Now for the dream, I have often imagined how it would be to spend a night camping on a moon-lit night in the Inca citadel of Machhu Picchu also known as The Lost City of the Incas in Peru.
Is that a fantastic dream or what? I don’t even know if they allow tourists up there at night.
But to be honest if it came to the crunch the camping-in-moonlight part is negotiable. I just want to be there, period.
My fascination with the Inca ruins began years ago while reading a novella in the celebrated Bengali children’s magazine Ananda Mela.
The story was set in the ruins of Machu Picchu. I vaguely remember it was about a gold treasure hidden in a tunnel by an Inca king called Manco Capan. Two adventurers discover the treasure with the help of a cryptic map but end up killing each other in the end because greed gets the better of them.

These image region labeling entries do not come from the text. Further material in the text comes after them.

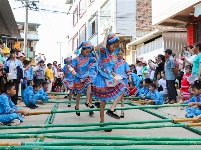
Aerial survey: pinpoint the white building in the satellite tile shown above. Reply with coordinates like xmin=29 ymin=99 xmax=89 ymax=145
xmin=66 ymin=0 xmax=136 ymax=62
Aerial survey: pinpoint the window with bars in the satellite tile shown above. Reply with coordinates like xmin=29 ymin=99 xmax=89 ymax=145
xmin=79 ymin=24 xmax=86 ymax=43
xmin=79 ymin=0 xmax=86 ymax=18
xmin=72 ymin=33 xmax=78 ymax=51
xmin=73 ymin=7 xmax=78 ymax=26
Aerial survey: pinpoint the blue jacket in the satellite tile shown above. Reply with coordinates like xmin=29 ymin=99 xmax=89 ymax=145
xmin=37 ymin=88 xmax=50 ymax=102
xmin=146 ymin=90 xmax=163 ymax=105
xmin=4 ymin=59 xmax=23 ymax=82
xmin=0 ymin=93 xmax=20 ymax=114
xmin=184 ymin=94 xmax=201 ymax=109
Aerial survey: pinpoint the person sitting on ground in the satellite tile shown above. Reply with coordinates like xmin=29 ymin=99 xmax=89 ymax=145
xmin=139 ymin=78 xmax=152 ymax=99
xmin=129 ymin=83 xmax=137 ymax=96
xmin=24 ymin=83 xmax=42 ymax=109
xmin=134 ymin=81 xmax=144 ymax=96
xmin=0 ymin=82 xmax=29 ymax=126
xmin=180 ymin=65 xmax=192 ymax=101
xmin=38 ymin=81 xmax=50 ymax=103
xmin=156 ymin=71 xmax=168 ymax=100
xmin=180 ymin=81 xmax=201 ymax=118
xmin=146 ymin=83 xmax=164 ymax=105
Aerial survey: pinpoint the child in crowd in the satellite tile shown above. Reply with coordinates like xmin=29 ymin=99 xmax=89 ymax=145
xmin=156 ymin=71 xmax=167 ymax=99
xmin=37 ymin=81 xmax=50 ymax=103
xmin=22 ymin=60 xmax=29 ymax=92
xmin=129 ymin=83 xmax=137 ymax=96
xmin=180 ymin=81 xmax=201 ymax=118
xmin=71 ymin=41 xmax=95 ymax=116
xmin=62 ymin=57 xmax=74 ymax=107
xmin=23 ymin=83 xmax=42 ymax=109
xmin=134 ymin=81 xmax=144 ymax=96
xmin=114 ymin=49 xmax=132 ymax=118
xmin=93 ymin=33 xmax=125 ymax=132
xmin=0 ymin=82 xmax=29 ymax=125
xmin=146 ymin=83 xmax=163 ymax=105
xmin=131 ymin=73 xmax=141 ymax=88
xmin=180 ymin=65 xmax=192 ymax=101
xmin=139 ymin=78 xmax=152 ymax=99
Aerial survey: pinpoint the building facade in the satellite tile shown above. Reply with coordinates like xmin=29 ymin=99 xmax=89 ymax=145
xmin=66 ymin=0 xmax=152 ymax=63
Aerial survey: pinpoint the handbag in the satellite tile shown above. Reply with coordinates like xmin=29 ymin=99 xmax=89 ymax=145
xmin=105 ymin=78 xmax=119 ymax=87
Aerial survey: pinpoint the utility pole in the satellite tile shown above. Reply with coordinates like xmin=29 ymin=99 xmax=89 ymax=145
xmin=57 ymin=42 xmax=64 ymax=64
xmin=23 ymin=0 xmax=29 ymax=57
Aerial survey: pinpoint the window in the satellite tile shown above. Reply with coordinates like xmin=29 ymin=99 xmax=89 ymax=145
xmin=79 ymin=24 xmax=86 ymax=43
xmin=79 ymin=0 xmax=86 ymax=18
xmin=89 ymin=16 xmax=98 ymax=37
xmin=73 ymin=7 xmax=78 ymax=25
xmin=88 ymin=0 xmax=94 ymax=5
xmin=72 ymin=34 xmax=78 ymax=51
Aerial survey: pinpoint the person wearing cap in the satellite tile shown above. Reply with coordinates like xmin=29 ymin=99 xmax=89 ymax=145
xmin=0 ymin=40 xmax=4 ymax=63
xmin=62 ymin=57 xmax=74 ymax=107
xmin=93 ymin=33 xmax=125 ymax=132
xmin=164 ymin=49 xmax=177 ymax=104
xmin=45 ymin=63 xmax=54 ymax=92
xmin=17 ymin=52 xmax=26 ymax=63
xmin=142 ymin=61 xmax=148 ymax=79
xmin=4 ymin=49 xmax=23 ymax=105
xmin=33 ymin=60 xmax=45 ymax=82
xmin=69 ymin=41 xmax=96 ymax=116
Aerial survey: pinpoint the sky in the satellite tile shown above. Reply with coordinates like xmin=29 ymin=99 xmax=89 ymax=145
xmin=9 ymin=0 xmax=71 ymax=63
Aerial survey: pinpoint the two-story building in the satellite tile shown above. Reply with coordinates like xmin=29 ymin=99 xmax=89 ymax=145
xmin=66 ymin=0 xmax=152 ymax=62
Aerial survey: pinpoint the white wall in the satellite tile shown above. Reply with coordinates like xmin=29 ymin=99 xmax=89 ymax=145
xmin=152 ymin=0 xmax=200 ymax=25
xmin=115 ymin=0 xmax=136 ymax=36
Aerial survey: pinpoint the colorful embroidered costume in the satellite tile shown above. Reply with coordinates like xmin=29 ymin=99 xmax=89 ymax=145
xmin=180 ymin=73 xmax=191 ymax=100
xmin=71 ymin=41 xmax=95 ymax=94
xmin=114 ymin=58 xmax=131 ymax=95
xmin=62 ymin=57 xmax=74 ymax=92
xmin=0 ymin=93 xmax=23 ymax=123
xmin=184 ymin=94 xmax=201 ymax=118
xmin=23 ymin=87 xmax=43 ymax=106
xmin=93 ymin=34 xmax=125 ymax=101
xmin=131 ymin=73 xmax=141 ymax=88
xmin=146 ymin=90 xmax=164 ymax=105
xmin=37 ymin=88 xmax=50 ymax=102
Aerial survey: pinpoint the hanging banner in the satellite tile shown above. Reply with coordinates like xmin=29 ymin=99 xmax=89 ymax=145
xmin=187 ymin=25 xmax=195 ymax=45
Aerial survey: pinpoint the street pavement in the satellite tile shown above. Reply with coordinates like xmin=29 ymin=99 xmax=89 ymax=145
xmin=1 ymin=100 xmax=201 ymax=149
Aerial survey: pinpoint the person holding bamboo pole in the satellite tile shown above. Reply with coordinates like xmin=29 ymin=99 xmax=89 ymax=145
xmin=93 ymin=33 xmax=125 ymax=132
xmin=180 ymin=81 xmax=201 ymax=118
xmin=0 ymin=82 xmax=29 ymax=125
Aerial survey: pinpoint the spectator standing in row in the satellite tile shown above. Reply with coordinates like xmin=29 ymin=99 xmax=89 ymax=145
xmin=45 ymin=63 xmax=54 ymax=92
xmin=33 ymin=60 xmax=45 ymax=82
xmin=165 ymin=49 xmax=177 ymax=104
xmin=4 ymin=49 xmax=23 ymax=105
xmin=136 ymin=61 xmax=143 ymax=77
xmin=192 ymin=43 xmax=201 ymax=80
xmin=154 ymin=54 xmax=165 ymax=80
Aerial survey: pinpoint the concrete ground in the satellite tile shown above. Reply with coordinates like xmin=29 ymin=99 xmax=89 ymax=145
xmin=1 ymin=100 xmax=201 ymax=149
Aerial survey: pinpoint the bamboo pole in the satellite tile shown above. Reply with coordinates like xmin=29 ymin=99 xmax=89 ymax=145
xmin=0 ymin=119 xmax=172 ymax=130
xmin=1 ymin=145 xmax=168 ymax=150
xmin=0 ymin=142 xmax=22 ymax=146
xmin=0 ymin=140 xmax=201 ymax=146
xmin=172 ymin=118 xmax=197 ymax=123
xmin=0 ymin=124 xmax=196 ymax=135
xmin=0 ymin=134 xmax=201 ymax=141
xmin=30 ymin=104 xmax=187 ymax=115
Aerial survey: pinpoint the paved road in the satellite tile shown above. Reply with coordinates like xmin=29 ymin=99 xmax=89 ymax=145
xmin=1 ymin=98 xmax=201 ymax=149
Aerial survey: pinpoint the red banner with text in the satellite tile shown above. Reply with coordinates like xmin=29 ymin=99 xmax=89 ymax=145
xmin=187 ymin=25 xmax=195 ymax=45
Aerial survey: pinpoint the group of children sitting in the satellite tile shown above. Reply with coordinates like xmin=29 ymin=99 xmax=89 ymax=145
xmin=0 ymin=81 xmax=50 ymax=126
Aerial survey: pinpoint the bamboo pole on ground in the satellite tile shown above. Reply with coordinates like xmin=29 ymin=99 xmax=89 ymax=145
xmin=1 ymin=145 xmax=171 ymax=150
xmin=0 ymin=118 xmax=200 ymax=130
xmin=27 ymin=104 xmax=187 ymax=115
xmin=0 ymin=140 xmax=201 ymax=148
xmin=0 ymin=124 xmax=201 ymax=135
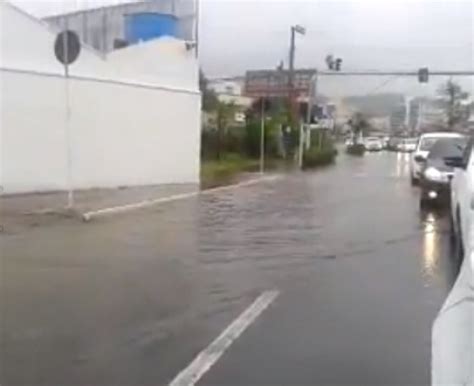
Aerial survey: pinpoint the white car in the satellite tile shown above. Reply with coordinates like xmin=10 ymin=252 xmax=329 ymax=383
xmin=364 ymin=137 xmax=383 ymax=151
xmin=397 ymin=138 xmax=418 ymax=153
xmin=451 ymin=138 xmax=474 ymax=257
xmin=410 ymin=132 xmax=463 ymax=185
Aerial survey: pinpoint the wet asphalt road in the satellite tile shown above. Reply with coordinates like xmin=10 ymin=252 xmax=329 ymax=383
xmin=0 ymin=153 xmax=456 ymax=386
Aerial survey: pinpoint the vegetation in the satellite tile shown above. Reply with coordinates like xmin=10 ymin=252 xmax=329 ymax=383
xmin=199 ymin=70 xmax=218 ymax=111
xmin=438 ymin=79 xmax=469 ymax=130
xmin=349 ymin=112 xmax=371 ymax=143
xmin=201 ymin=153 xmax=259 ymax=189
xmin=303 ymin=135 xmax=337 ymax=169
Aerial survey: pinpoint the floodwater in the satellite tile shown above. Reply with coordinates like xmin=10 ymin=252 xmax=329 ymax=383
xmin=0 ymin=152 xmax=458 ymax=385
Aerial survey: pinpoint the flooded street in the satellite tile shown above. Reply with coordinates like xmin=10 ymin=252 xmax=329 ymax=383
xmin=0 ymin=152 xmax=456 ymax=385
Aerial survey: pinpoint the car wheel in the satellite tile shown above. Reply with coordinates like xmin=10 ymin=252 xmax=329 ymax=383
xmin=449 ymin=214 xmax=457 ymax=243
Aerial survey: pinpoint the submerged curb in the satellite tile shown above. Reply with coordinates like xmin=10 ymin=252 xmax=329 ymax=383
xmin=81 ymin=175 xmax=281 ymax=222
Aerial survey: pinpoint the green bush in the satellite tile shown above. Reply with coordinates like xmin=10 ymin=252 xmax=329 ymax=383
xmin=346 ymin=143 xmax=365 ymax=156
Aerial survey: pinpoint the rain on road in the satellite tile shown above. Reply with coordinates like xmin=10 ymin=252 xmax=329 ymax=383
xmin=0 ymin=153 xmax=456 ymax=385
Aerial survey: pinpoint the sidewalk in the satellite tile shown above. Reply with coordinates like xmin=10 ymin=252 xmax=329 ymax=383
xmin=0 ymin=173 xmax=272 ymax=234
xmin=0 ymin=184 xmax=199 ymax=232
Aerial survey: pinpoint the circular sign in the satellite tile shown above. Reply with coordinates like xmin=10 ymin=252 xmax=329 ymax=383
xmin=54 ymin=30 xmax=81 ymax=65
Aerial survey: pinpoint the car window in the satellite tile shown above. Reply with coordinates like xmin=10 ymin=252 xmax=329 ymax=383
xmin=462 ymin=137 xmax=474 ymax=165
xmin=428 ymin=138 xmax=467 ymax=159
xmin=420 ymin=138 xmax=439 ymax=151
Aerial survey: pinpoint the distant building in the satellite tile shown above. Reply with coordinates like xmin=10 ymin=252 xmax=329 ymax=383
xmin=369 ymin=116 xmax=390 ymax=133
xmin=44 ymin=0 xmax=195 ymax=53
xmin=207 ymin=77 xmax=244 ymax=96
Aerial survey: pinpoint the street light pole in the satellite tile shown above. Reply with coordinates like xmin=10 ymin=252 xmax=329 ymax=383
xmin=63 ymin=17 xmax=74 ymax=209
xmin=298 ymin=73 xmax=317 ymax=169
xmin=260 ymin=97 xmax=265 ymax=174
xmin=288 ymin=25 xmax=306 ymax=129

It was a gripping tale that threw up exotic names of kings, gods and places such as Atahualpa, the Weeping God of Huari and Cuzco among the many that I don’t remember anymore.
I was in a daze for a few days after reading the story. My mind conjured up fantastic images of an ancient city built on the mountains. The mind-paintings of the citadel stayed with me for a while then faded. Like all childhood obsessions it passed.
Years later, while studying at Asian College of Journalism in Chennai, I chanced upon a news article on the ruins in Peru and the accompanying photograph was the first time I saw what the Lost City of the Incas looks like.
Memories rekindled of that novella I had read as a teen. And ever since I have spent endless hours browsing the Net for photos and articles on Machu Picchu and the Incas.
More than 8,000 feet above sea level in the Andes mountains lies this majestic city that was carved out of stones some times in the 13th century.
No one knows for sure why this mini city was built so high above the mountains or who lived there. Although, it is only about 80 km from Cuzco, which was the capital of the Inca empire, the Spanish Conquistadors never found this city.
It remained hidden for nearly 500 years till Hiram Bingham, an American historian discovered it in 1911 and called it the Lost City of the Incas. Over the years it became one of the most famous tourist spots in the world.
About two years ago, trawling through the Net one day, I came across a blog by an American woman, who had left home 19 years ago to checkout the Inca ruins, and never returned. She takes tourists from across the world on guided tours of all the sacred sites of the Incas, including Machu Picchu.
I got in touch with her telling her this story about my fascination with the citadel and she related to me how she left home early in her youth to discover Machu Picchu for herself. She offered to show me around and even sent a detailed itinerary and how much it would cost — the figure was mind numbing!
Nevertheless, I was just happy to come across a person who was as fascinated with the lost city as I am.
But no. Clearly, she was more obsessed!